Estonia's proposed ICO, which e-Residency managing director Kaspar Korjus laid out in a Medium post, is still in the feedback-gathering stage, Korjus told me over the phone. If there's enough demand, then the government will launch its token, tentatively called "Estcoin." This token would allow Estonia's many e-Residents who don't actually live in the country to invest in the country's future.

If tokens rise in value after an ICO (generally a function of supply-and-demand), then investors make money. Estonia's economy was hit hard by the 2008 financial crisis, when wages and employment fell sharply, and has been on the recovery path ever since.

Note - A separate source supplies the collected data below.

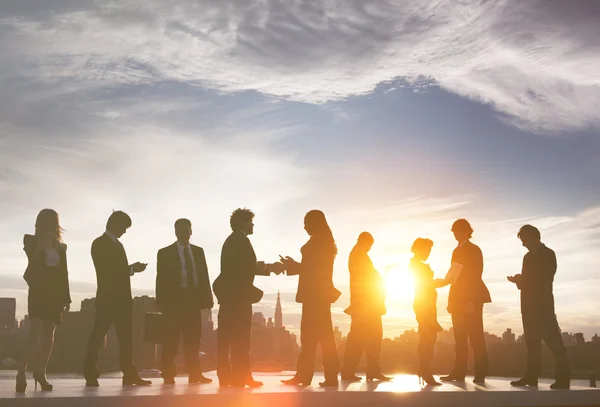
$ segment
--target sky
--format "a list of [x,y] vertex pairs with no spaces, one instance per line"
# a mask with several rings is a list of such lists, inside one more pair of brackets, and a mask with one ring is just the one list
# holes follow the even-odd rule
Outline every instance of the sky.
[[[393,0],[4,0],[0,3],[0,296],[26,314],[22,239],[50,207],[66,229],[73,309],[94,296],[90,245],[112,210],[136,295],[156,252],[193,223],[209,274],[229,215],[252,209],[258,257],[300,259],[304,214],[339,247],[333,306],[349,317],[358,234],[385,274],[384,335],[416,327],[406,262],[434,241],[442,277],[467,218],[493,302],[487,331],[520,333],[516,238],[557,253],[563,331],[600,332],[600,3]],[[255,311],[297,332],[297,277],[257,277]],[[438,310],[444,328],[447,288]]]

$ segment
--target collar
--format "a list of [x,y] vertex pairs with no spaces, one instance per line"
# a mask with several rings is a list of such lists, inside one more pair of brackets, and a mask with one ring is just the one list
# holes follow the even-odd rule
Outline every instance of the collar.
[[540,244],[539,244],[539,245],[537,245],[537,246],[536,246],[536,247],[534,247],[533,249],[529,250],[529,253],[531,253],[531,254],[536,254],[536,253],[537,253],[537,252],[540,250],[540,247],[542,247],[543,245],[544,245],[544,244],[543,244],[542,242],[540,242]]
[[179,249],[180,251],[186,248],[191,248],[191,244],[188,242],[187,244],[182,244],[179,240],[177,242],[175,242],[175,244],[177,244],[177,249]]
[[469,242],[470,242],[470,240],[469,240],[469,239],[467,239],[467,240],[465,240],[464,242],[462,242],[462,243],[459,243],[459,244],[458,244],[458,247],[463,247],[464,245],[466,245],[466,244],[467,244],[467,243],[469,243]]
[[104,232],[104,234],[108,237],[110,237],[110,240],[112,240],[113,242],[117,243],[119,241],[119,239],[117,239],[117,237],[115,235],[113,235],[112,233],[110,233],[108,230],[106,230]]

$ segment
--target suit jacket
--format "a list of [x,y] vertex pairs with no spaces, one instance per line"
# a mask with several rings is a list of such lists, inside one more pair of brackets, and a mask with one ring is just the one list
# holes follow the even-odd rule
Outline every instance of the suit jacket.
[[299,275],[296,302],[334,303],[340,292],[333,286],[335,251],[328,242],[313,236],[302,246],[302,261],[287,270],[288,275]]
[[348,258],[350,307],[344,312],[357,315],[384,315],[385,288],[381,275],[364,249],[355,246]]
[[131,306],[131,282],[125,248],[106,233],[92,243],[98,290],[96,308]]
[[492,302],[490,292],[482,280],[483,254],[479,246],[471,241],[458,246],[452,253],[452,263],[462,264],[457,280],[450,286],[448,312],[466,304],[483,305]]
[[269,275],[256,262],[250,239],[241,231],[229,235],[221,250],[221,273],[213,283],[220,304],[248,305],[260,301],[262,291],[254,286],[254,276]]
[[556,274],[556,254],[542,244],[523,257],[521,282],[521,313],[523,315],[554,315],[552,285]]
[[[211,309],[213,296],[208,278],[208,267],[204,250],[190,244],[196,265],[196,287],[194,287],[194,305],[198,309]],[[156,305],[171,308],[181,303],[181,259],[177,242],[158,251],[156,265]]]
[[23,279],[29,286],[30,295],[33,291],[34,295],[50,297],[58,304],[70,304],[67,245],[63,243],[58,246],[58,273],[52,275],[46,271],[46,253],[41,250],[37,251],[37,245],[36,236],[25,235],[23,237],[23,250],[28,260]]

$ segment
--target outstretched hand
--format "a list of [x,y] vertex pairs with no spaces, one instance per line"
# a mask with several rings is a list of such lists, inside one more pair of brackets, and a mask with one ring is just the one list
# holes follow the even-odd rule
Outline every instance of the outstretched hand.
[[514,276],[508,276],[508,277],[506,277],[506,279],[514,284],[521,283],[521,275],[520,274],[515,274]]
[[280,275],[285,271],[285,266],[281,262],[271,264],[271,271],[276,275]]
[[142,271],[146,270],[146,266],[148,266],[148,263],[140,263],[139,261],[136,261],[131,265],[134,273],[141,273]]

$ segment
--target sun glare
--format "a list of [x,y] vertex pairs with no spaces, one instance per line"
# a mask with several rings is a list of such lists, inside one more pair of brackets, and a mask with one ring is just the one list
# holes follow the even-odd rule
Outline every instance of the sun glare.
[[387,303],[390,305],[412,303],[414,282],[408,268],[409,260],[409,255],[402,256],[397,262],[383,267]]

"To be honest, there's no way we [the government] can accept money," Korjus said over the phone. "We don't have bonds, and even if we did, they're a low investment return. You can invest in our startups, and buy property, but you can't invest in the government. And if we have huge fans that believe Estonia will succeed as a digital, borderless nation, they can now be financially connected to our economy."

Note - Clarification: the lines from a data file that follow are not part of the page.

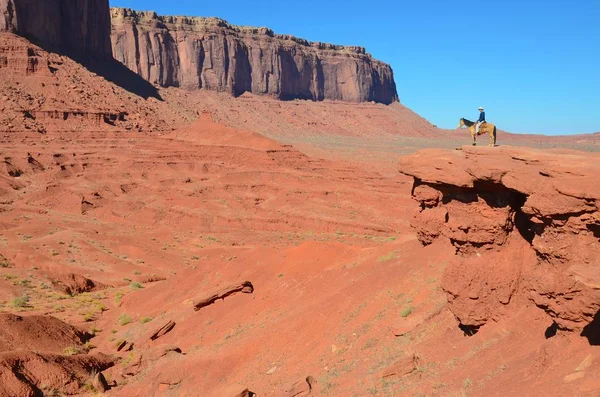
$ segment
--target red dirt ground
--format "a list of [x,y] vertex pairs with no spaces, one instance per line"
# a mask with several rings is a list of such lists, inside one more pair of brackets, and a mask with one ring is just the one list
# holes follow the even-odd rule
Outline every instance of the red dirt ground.
[[[598,346],[546,338],[553,318],[535,305],[459,328],[456,247],[419,241],[414,180],[396,167],[400,151],[459,143],[414,113],[174,89],[131,99],[62,62],[109,98],[103,111],[154,119],[2,135],[0,302],[28,320],[0,331],[0,394],[89,395],[102,373],[115,396],[599,395]],[[40,87],[28,89],[54,95]]]

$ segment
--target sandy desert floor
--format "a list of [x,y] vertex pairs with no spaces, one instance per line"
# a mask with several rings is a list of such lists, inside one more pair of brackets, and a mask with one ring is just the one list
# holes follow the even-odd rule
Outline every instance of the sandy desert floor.
[[[53,77],[0,85],[41,103],[19,118],[3,102],[14,114],[0,137],[0,395],[599,395],[598,155],[555,149],[596,152],[598,136],[501,134],[498,148],[463,148],[466,132],[400,104],[174,89],[141,100],[54,61],[65,70]],[[56,85],[67,90],[57,120],[44,108],[50,78],[77,80],[101,93],[102,112],[129,119],[96,128],[90,109],[72,109],[85,92]],[[452,150],[417,152],[428,147]],[[407,160],[415,152],[425,157]],[[471,166],[474,185],[457,170]],[[523,203],[476,191],[500,189],[507,172],[514,186],[498,197],[521,197],[529,177],[556,185],[531,204],[549,228],[540,238],[554,240],[526,241],[513,225]],[[431,190],[448,186],[442,199]],[[473,238],[457,245],[457,230]],[[561,239],[580,252],[569,251],[576,278]],[[547,301],[534,304],[519,273],[508,302],[488,302],[514,271],[504,249],[556,275],[532,289]],[[472,279],[456,272],[472,264],[463,254],[487,260]],[[473,314],[496,306],[485,321]]]

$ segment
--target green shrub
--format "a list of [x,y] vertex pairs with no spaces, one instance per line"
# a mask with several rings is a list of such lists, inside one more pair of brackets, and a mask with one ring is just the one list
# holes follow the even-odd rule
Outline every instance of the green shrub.
[[400,316],[408,317],[411,315],[412,312],[413,312],[412,306],[408,306],[408,307],[405,307],[404,310],[402,310],[402,312],[400,312]]
[[119,316],[119,324],[121,324],[122,326],[129,324],[131,321],[133,321],[131,317],[125,313]]
[[15,308],[27,307],[28,304],[29,304],[29,296],[28,295],[19,296],[10,302],[10,305]]

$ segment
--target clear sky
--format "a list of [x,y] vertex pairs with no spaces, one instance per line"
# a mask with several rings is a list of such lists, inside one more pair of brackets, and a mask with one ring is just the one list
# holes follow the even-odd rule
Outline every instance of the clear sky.
[[400,101],[443,128],[486,108],[500,129],[600,131],[600,0],[110,0],[360,45]]

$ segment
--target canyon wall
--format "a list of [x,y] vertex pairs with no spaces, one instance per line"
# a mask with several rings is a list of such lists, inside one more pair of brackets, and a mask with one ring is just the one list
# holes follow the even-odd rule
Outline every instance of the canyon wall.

Estonia hasn't settled on a platform on which to launch Estcoin, although the government has been in high-level talks with ethereum inventor Vitalik Buterin, according to Korjus.

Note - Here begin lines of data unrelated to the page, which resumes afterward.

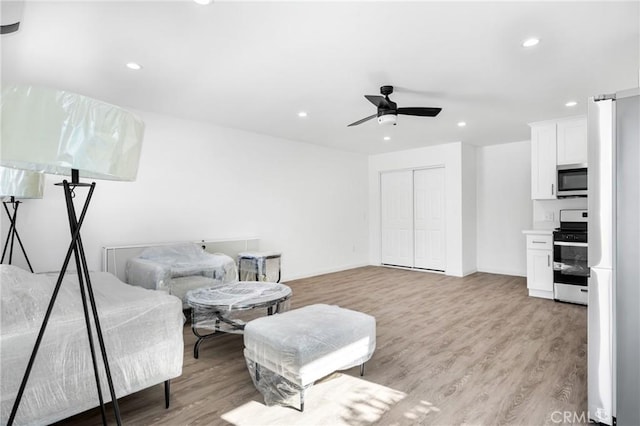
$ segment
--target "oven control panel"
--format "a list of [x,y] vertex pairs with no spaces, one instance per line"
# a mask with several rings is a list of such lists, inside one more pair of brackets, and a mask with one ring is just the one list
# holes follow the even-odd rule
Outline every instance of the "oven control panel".
[[586,243],[586,232],[563,232],[556,231],[553,233],[553,241],[562,241],[565,243]]

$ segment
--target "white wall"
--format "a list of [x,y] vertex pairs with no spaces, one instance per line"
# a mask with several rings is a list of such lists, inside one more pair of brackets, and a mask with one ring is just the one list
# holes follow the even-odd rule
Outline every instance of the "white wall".
[[[285,280],[368,263],[365,155],[140,115],[138,179],[97,181],[82,232],[91,269],[101,268],[103,246],[247,236],[283,252]],[[20,207],[36,272],[59,270],[70,240],[62,189],[53,186],[61,180],[48,176],[44,199]],[[83,200],[86,191],[77,192]]]
[[526,276],[532,227],[529,141],[477,149],[478,270]]
[[462,144],[462,274],[477,271],[476,147]]
[[561,198],[559,200],[534,200],[534,228],[554,229],[560,226],[560,210],[586,210],[587,198]]
[[[445,273],[463,276],[466,269],[475,270],[475,257],[469,261],[463,260],[462,152],[462,143],[455,142],[369,157],[369,261],[372,265],[380,264],[380,173],[390,170],[444,166],[446,191]],[[468,153],[471,155],[471,151]],[[472,226],[466,230],[471,232],[471,229]]]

The tokens could be used to pay for government services or even taxes. However, Estcoin is meant to be an investment first, Korjus said, and "we can't see what the future applications will be," he added. This is likely to rile up critics who believe that ICOs functioning purely as a way to raise funds, and the tokens themselves as little more than penny stocks, is antithetical to their promise as a new way to organize decentralized organizations.

Launching an ICO would mean restructuring and clarifying Estonia's laws around cryptocurrencies, Korjus said, which the US has only just begun to do in the form of Securities and Exchange Commission rulings. Doing so would presumably allow companies to launch ICOs in Estonia with no legal gray areas.

As for what Estonia plans to do with the money raised during its potential ICO, Korjus simply said that he couldn't comment. Invest wisely.